There are two huge gaps in health-care protection: the absence of health insurance of any sort for at least 30 million persons under the age of 65, and the extremely limited access to insurance for long-term care for the 38 million who are 65 and older.

Long-term care is a problem that is national in scope. Under Medicare, the basic health-insurance program for those 65 and older, there is virtually no coverage for long-term care in nursing homes. The only general program covering long-term nursing-home care is Medicaid, called Medi-Cal in California, which is the basic health-insurance program with joint state and federal support for low-income families. As a result, hundreds of older Americans each year, confronted with the high cost of nursing-home care, are forced to exhaust their life savings as they spend down to become eligible for Medicaid protection. A federal survey in 1986 found that there were 1.4 million elderly being sustained in nursing homes at an average cost of $22,000 a year.

About 70 commercial insurance companies are offering policies for long-term care, and an estimated 425,000 Americans have signed up. That is scarcely 1% of the 65-and-older population. These policies are so costly that only middle- and upper-income persons can consider the protection. Despite the high cost, most of the policies offer less than complete protection, requiring substantial co-payments and including strict limits on the time spent in a nursing home. Furthermore, many applicants find themselves rejected because of prior health problems.

The state studies that are being funded under the $3.2-million Robert Wood Johnson Foundation research program are focusing on public-private partnerships that would rely on private insurance policies, subsidized by the state for low-income families and for particular high-cost cases. Both nursing-home care and home care will be studied with a view to providing a range of coordinated services.

The three-year-old Senior Care Network at the Huntington Memorial Hospital already is offering some of those services, using a professional staff to coordinate a variety of community services for more than 500 persons in their homes. The net-work is seeking the study grant to explore the creation of life care at home--a program that would ensure its members full services as required through their remaining years. In contrast with residential life-care programs, however, the emphasis would be on maintaining the person in his or her home, although nursing-home care would be available as needed. Preliminary estimates of health-care experts suggest that the cost for this sort of program might be one-tenth that of an institutional life-care program.
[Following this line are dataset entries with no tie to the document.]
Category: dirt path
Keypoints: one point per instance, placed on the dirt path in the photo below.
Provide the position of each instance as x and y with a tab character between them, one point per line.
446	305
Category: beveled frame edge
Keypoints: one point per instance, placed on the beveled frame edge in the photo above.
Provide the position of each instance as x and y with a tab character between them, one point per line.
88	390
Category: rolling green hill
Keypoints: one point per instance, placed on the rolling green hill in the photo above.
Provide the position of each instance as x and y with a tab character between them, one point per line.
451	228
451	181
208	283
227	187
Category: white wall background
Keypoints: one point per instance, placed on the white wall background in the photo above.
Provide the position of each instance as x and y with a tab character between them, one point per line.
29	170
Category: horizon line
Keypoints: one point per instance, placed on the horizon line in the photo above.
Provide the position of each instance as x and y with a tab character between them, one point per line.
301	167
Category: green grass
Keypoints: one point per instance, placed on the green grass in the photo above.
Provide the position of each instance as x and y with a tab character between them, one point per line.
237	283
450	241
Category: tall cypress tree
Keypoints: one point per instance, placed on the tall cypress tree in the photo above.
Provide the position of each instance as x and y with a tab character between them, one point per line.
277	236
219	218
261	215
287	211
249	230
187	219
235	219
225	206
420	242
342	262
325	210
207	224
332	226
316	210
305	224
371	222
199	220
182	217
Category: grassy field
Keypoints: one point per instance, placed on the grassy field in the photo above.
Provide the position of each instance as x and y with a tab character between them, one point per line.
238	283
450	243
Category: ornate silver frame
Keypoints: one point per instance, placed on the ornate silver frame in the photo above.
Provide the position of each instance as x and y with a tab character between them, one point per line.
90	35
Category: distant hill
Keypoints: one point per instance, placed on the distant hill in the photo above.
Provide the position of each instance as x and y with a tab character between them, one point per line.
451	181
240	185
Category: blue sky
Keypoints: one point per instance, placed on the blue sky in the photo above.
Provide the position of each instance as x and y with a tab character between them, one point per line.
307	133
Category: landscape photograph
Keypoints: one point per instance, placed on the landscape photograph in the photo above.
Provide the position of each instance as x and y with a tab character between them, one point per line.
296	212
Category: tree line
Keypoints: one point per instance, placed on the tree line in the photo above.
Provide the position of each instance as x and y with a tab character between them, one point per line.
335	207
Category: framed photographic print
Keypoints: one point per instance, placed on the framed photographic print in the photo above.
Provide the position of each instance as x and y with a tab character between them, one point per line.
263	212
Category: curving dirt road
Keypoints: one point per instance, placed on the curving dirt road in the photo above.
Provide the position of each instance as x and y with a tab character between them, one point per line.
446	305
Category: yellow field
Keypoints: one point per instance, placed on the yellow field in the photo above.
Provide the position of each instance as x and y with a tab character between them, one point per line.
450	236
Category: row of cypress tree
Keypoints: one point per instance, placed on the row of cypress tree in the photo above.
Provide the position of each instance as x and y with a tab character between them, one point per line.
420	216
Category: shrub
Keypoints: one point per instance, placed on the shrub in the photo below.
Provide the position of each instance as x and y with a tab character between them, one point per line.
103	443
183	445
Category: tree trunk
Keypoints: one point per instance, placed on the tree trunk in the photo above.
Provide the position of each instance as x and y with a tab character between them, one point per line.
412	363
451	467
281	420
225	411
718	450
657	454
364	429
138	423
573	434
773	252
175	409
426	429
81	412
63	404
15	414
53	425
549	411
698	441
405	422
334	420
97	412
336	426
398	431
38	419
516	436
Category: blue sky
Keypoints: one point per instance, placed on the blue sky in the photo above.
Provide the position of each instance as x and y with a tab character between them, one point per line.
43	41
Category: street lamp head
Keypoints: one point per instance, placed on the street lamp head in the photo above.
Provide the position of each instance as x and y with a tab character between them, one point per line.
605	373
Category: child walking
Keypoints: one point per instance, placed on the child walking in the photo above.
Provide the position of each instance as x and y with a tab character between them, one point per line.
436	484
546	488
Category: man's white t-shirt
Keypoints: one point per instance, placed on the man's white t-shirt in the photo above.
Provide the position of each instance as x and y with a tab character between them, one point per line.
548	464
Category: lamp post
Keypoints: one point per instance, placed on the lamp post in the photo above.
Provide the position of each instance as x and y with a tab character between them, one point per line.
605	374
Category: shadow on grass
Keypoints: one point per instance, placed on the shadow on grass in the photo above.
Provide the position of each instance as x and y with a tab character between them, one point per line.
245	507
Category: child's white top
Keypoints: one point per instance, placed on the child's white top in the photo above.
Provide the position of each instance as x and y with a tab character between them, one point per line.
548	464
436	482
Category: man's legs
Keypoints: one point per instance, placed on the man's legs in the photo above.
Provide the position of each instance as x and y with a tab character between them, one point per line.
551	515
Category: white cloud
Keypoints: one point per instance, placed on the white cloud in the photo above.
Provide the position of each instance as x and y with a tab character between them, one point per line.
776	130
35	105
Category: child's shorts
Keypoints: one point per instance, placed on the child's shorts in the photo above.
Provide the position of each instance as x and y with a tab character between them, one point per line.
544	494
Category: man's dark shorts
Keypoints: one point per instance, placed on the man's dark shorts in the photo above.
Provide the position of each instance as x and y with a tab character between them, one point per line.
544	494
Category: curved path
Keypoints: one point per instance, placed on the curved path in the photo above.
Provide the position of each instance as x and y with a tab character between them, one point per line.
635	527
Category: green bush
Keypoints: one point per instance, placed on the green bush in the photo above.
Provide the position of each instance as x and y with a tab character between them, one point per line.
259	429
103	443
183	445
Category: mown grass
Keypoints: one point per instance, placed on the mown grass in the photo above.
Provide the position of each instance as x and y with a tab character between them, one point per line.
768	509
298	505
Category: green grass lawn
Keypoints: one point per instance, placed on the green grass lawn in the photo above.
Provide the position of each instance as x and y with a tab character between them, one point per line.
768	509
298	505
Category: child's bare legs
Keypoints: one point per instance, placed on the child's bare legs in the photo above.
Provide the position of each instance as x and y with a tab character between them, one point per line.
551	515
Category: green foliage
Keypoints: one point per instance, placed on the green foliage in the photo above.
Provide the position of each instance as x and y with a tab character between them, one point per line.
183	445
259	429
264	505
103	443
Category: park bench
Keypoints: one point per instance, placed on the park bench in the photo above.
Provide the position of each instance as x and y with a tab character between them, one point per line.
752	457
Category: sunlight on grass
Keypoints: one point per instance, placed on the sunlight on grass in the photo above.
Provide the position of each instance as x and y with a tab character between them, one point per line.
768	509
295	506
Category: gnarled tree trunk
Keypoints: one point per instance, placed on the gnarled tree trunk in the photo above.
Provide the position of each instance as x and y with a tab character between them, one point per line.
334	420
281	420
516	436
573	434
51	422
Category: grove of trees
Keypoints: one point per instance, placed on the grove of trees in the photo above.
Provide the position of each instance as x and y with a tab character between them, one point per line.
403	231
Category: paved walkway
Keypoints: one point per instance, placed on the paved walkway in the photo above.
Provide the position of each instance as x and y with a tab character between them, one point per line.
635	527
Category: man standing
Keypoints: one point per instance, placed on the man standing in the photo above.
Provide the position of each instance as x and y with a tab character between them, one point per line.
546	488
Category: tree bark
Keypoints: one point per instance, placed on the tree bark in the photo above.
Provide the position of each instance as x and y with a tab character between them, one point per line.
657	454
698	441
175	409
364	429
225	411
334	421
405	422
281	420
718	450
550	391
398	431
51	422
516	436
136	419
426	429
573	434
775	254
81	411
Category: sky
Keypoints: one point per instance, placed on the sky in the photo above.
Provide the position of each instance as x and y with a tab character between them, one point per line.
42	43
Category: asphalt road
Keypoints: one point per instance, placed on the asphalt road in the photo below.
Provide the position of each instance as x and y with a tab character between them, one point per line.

Officials of the Department of Health and Human Services in Washington have shied away from initiatives for long-term care because of the emphasis on budget balancing. Some members of Congress are proposing action to establish a national program. We think that a national program, made available to all Medicare subscribers, would be by far the most effective and efficient way to provide this basic protection. But until that can be accomplished, the farsighted states that are leading the way will be models for a national program. For that the nation can be grateful.

It is disappointing that California, among the richest of the states, is not among those that are giving leadership. That may be remedied in the days ahead as Assemblyman Lloyd G. Connelly (D-Sacramento) completes an extensive study of a possible ballot initiative to provide sales-tax funding to fill some gaps in the state's health care that the executive branch has neglected.